Afastou-o com delicadeza, sentou-se a olhar o mar, a imaginar silêncios. Os momentos de riso embriagado passaram. Sentia-se sufocada de tristeza.
Vou dar um mergulho, disse. Esbelta, a refazer o "carrapito", que lhe empinava o cabelo negro e lhe libertava o pescoço, em imagem egípcia, caminhou quase sem passos na areia e fundiu-se no azul-verde-frio. Ele esperou e depois correu, de passos pesados e sonoros, em grito selvagem, violou as águas em mergulho de espuma, sem ouvir os gemidos das águas que se vontades tivessem, o expulsavam com desprezo e nojo, em onda gigante, de raiva.

Sentado, a limpar o suor quente húmido que se colava à pele, seguia as nuvens de fumo do cachimbo, num fim de tarde junto à piscina do hotel Polana.

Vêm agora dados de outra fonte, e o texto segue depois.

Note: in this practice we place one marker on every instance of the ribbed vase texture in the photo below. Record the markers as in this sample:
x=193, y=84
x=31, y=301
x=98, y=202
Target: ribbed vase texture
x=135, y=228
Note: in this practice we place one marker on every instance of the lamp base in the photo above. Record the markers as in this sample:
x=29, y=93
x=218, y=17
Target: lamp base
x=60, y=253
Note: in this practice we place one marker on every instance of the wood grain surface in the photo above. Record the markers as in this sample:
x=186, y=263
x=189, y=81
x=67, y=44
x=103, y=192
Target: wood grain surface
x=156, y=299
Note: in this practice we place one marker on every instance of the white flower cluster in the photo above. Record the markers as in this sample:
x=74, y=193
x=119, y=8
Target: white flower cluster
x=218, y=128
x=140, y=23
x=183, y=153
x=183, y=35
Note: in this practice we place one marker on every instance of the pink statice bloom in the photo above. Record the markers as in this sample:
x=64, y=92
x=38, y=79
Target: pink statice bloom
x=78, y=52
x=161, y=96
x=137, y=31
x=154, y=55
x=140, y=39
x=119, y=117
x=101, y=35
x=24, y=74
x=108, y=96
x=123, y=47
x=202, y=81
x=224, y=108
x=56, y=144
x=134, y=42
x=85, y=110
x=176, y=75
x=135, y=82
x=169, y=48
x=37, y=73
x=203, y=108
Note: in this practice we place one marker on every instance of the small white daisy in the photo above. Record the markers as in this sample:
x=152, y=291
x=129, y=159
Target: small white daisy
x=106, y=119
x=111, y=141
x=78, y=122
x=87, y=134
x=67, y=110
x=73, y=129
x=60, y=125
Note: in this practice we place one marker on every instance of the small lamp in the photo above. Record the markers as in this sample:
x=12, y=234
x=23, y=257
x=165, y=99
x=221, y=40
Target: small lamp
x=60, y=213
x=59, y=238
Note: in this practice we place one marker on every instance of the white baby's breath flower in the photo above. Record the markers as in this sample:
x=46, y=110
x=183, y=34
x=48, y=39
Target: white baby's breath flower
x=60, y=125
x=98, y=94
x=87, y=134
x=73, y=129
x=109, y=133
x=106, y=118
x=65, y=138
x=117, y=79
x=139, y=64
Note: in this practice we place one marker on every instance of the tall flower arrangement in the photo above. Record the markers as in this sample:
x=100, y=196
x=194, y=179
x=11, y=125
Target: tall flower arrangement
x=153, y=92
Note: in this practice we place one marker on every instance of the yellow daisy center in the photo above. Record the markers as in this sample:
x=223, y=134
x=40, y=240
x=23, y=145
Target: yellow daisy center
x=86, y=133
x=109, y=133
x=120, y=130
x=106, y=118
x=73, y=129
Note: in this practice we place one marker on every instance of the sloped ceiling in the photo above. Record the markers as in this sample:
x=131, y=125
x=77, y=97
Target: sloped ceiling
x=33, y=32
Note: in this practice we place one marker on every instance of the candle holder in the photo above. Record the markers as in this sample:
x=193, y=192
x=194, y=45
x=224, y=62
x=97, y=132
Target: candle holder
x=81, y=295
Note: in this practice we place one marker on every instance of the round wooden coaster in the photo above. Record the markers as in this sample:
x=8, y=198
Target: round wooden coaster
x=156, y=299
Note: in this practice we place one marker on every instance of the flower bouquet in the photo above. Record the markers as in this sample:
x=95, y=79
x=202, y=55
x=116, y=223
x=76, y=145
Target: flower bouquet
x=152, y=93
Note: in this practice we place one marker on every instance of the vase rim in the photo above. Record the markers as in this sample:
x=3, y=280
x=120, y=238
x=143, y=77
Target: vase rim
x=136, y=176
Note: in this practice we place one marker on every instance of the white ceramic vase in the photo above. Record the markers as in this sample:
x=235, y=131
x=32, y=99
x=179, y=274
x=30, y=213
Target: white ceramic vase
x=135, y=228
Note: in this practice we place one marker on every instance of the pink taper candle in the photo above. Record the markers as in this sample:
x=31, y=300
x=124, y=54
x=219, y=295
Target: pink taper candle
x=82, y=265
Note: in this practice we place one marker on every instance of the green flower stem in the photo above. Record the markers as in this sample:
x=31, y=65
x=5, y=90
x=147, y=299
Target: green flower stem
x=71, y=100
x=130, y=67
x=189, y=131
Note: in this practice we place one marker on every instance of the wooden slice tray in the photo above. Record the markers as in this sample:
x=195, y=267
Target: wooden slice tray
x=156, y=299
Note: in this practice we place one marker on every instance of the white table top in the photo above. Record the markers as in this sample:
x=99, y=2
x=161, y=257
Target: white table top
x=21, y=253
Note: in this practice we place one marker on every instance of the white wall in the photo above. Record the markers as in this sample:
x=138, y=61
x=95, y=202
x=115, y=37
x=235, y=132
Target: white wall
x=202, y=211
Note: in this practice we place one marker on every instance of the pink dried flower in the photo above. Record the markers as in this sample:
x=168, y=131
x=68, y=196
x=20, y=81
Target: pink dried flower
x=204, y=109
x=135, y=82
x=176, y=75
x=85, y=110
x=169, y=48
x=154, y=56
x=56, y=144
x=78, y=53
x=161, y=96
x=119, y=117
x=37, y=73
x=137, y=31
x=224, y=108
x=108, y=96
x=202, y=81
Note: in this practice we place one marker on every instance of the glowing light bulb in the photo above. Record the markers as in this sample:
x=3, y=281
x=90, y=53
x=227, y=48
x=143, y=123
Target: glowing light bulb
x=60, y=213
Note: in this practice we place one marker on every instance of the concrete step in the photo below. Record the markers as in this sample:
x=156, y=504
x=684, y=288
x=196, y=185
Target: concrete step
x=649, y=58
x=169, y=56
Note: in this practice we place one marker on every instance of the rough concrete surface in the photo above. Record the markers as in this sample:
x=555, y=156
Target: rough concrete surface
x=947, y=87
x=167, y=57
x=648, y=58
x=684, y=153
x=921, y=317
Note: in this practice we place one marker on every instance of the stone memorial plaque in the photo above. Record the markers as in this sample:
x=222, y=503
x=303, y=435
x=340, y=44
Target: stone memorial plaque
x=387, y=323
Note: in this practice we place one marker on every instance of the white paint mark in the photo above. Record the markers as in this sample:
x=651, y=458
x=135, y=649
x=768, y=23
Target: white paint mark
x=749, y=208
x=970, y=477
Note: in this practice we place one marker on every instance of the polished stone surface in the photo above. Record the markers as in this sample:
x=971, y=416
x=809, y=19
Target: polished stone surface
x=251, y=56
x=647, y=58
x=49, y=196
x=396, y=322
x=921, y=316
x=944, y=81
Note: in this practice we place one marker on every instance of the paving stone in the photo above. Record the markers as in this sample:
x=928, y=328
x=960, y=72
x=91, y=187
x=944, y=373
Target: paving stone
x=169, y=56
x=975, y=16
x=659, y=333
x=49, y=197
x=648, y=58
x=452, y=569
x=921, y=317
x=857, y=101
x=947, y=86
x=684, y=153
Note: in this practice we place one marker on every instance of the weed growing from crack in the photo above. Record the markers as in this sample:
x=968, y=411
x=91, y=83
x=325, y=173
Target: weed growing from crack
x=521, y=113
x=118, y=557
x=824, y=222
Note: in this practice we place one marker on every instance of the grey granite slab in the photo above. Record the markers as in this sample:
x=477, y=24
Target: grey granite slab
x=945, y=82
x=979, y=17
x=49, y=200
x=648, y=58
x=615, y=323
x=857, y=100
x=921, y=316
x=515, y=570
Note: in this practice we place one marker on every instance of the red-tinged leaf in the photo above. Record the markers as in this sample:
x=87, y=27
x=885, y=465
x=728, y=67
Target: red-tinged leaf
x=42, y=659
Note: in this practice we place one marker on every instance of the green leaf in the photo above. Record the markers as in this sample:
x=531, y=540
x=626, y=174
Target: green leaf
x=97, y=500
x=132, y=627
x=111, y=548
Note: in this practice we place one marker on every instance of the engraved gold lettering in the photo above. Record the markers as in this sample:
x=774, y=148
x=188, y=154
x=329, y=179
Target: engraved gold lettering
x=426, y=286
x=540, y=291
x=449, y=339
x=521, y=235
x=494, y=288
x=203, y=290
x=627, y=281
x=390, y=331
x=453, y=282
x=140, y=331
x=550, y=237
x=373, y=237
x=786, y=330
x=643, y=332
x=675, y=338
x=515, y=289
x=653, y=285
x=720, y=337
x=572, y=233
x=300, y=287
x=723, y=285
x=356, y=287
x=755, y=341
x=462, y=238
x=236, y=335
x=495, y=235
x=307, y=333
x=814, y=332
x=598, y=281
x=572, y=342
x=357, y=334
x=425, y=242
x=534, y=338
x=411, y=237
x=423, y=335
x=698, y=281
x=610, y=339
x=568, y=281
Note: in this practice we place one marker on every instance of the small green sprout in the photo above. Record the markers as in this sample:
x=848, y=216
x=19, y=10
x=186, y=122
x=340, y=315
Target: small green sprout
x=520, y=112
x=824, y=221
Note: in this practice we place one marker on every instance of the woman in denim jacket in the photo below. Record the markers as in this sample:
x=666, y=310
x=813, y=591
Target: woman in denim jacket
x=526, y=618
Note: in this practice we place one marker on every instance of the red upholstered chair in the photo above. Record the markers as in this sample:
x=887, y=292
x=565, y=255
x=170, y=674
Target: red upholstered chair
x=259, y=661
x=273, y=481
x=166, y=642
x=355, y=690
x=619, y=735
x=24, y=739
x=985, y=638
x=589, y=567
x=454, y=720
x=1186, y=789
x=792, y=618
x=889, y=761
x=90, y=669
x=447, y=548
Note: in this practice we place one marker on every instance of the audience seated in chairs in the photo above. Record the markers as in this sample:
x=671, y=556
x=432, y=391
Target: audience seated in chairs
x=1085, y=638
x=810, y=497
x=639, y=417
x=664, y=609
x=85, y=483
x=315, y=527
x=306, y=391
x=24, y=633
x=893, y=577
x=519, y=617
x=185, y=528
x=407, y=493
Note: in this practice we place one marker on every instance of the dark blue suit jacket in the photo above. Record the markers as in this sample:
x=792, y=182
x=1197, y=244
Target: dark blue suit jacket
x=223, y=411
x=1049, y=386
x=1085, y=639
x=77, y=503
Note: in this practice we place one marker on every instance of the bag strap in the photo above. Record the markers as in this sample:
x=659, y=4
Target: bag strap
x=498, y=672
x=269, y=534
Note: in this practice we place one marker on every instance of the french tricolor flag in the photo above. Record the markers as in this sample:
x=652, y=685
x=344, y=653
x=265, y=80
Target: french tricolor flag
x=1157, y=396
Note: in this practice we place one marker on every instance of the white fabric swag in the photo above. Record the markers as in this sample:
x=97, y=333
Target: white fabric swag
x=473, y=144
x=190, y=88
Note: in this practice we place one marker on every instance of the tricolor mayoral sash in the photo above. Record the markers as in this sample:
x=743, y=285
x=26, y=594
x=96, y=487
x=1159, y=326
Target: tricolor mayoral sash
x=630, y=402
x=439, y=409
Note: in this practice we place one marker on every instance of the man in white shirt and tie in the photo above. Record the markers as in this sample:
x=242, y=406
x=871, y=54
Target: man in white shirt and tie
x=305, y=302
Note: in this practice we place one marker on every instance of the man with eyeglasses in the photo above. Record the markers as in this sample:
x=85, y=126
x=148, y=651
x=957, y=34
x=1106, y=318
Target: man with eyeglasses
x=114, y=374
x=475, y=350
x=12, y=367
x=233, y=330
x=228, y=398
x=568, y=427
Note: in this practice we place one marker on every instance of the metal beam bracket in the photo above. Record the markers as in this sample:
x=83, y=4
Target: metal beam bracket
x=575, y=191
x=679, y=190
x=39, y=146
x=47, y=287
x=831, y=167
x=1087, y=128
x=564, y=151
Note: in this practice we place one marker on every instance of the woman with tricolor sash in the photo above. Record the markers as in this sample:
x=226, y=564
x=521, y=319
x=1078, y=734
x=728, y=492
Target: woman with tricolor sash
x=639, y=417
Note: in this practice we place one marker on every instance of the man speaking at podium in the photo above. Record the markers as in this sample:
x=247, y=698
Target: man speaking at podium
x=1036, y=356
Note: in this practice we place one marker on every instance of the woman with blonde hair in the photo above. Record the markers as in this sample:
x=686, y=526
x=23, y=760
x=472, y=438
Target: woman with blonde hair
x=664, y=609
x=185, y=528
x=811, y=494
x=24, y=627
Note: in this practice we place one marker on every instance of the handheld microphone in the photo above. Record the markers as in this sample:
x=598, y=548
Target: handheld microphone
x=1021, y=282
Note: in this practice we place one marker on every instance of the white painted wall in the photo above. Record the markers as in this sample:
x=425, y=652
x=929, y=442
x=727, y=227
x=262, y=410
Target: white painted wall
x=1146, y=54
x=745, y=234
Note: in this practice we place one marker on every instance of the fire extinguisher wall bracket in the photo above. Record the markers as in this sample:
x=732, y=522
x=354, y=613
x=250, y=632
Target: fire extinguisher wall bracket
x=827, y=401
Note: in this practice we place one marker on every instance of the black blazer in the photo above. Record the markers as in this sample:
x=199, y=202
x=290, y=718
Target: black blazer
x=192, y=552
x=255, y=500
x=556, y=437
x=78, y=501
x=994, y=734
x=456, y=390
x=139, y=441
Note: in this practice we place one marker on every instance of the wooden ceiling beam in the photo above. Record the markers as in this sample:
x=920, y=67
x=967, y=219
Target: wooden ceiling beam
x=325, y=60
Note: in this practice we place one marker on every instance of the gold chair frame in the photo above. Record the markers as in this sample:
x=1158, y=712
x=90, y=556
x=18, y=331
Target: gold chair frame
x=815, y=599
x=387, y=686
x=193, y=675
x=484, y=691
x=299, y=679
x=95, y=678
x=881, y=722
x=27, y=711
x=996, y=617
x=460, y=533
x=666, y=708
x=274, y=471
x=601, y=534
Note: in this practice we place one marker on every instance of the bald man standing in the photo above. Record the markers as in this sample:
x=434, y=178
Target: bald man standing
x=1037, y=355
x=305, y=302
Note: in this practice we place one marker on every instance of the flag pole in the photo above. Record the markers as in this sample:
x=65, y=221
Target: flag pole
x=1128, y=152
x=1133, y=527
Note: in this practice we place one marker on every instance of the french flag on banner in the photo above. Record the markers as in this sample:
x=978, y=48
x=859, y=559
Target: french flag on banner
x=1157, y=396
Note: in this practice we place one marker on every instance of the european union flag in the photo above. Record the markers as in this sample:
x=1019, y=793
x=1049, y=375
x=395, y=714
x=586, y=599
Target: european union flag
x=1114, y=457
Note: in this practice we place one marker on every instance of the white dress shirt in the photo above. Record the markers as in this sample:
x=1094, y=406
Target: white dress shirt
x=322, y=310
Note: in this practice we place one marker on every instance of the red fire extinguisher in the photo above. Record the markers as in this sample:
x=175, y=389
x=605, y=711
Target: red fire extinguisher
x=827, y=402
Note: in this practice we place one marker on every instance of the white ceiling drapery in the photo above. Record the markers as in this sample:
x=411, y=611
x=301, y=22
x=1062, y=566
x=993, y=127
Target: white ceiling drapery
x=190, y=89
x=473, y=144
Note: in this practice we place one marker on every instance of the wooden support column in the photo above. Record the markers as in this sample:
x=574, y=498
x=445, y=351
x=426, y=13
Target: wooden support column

Mais uma noite e apanharia o avião para Lisboa. Respirava os ares de Maputo, respirava uma nostalgia feliz, na cidade das acácias rubras que lhe lembrava liberdade e sentires únicos. Joaquim fundia-se no aroma do tabaco que se escondia em cinzentos no ar quente. Falava sem emitir sons. Falava-se. Estava cansado, o vaivém de reuniões infindáveis num país que anda devagar, que não acompanha os ritmos do ocidente, produziam um desgaste a que não estava habituado. Faltava-lhe a serenidade para perceber que o intruso era ele, que a ocidentalidade dos costumes, só faziam sentido, no ocidente. Não ali, em terras de África. Ali as cores são vivas. O vermelho é sangue, o amarelo é gira-sol, o rubro é acácia. Ali a verdade é outra e isso sempre foi difícil de entender.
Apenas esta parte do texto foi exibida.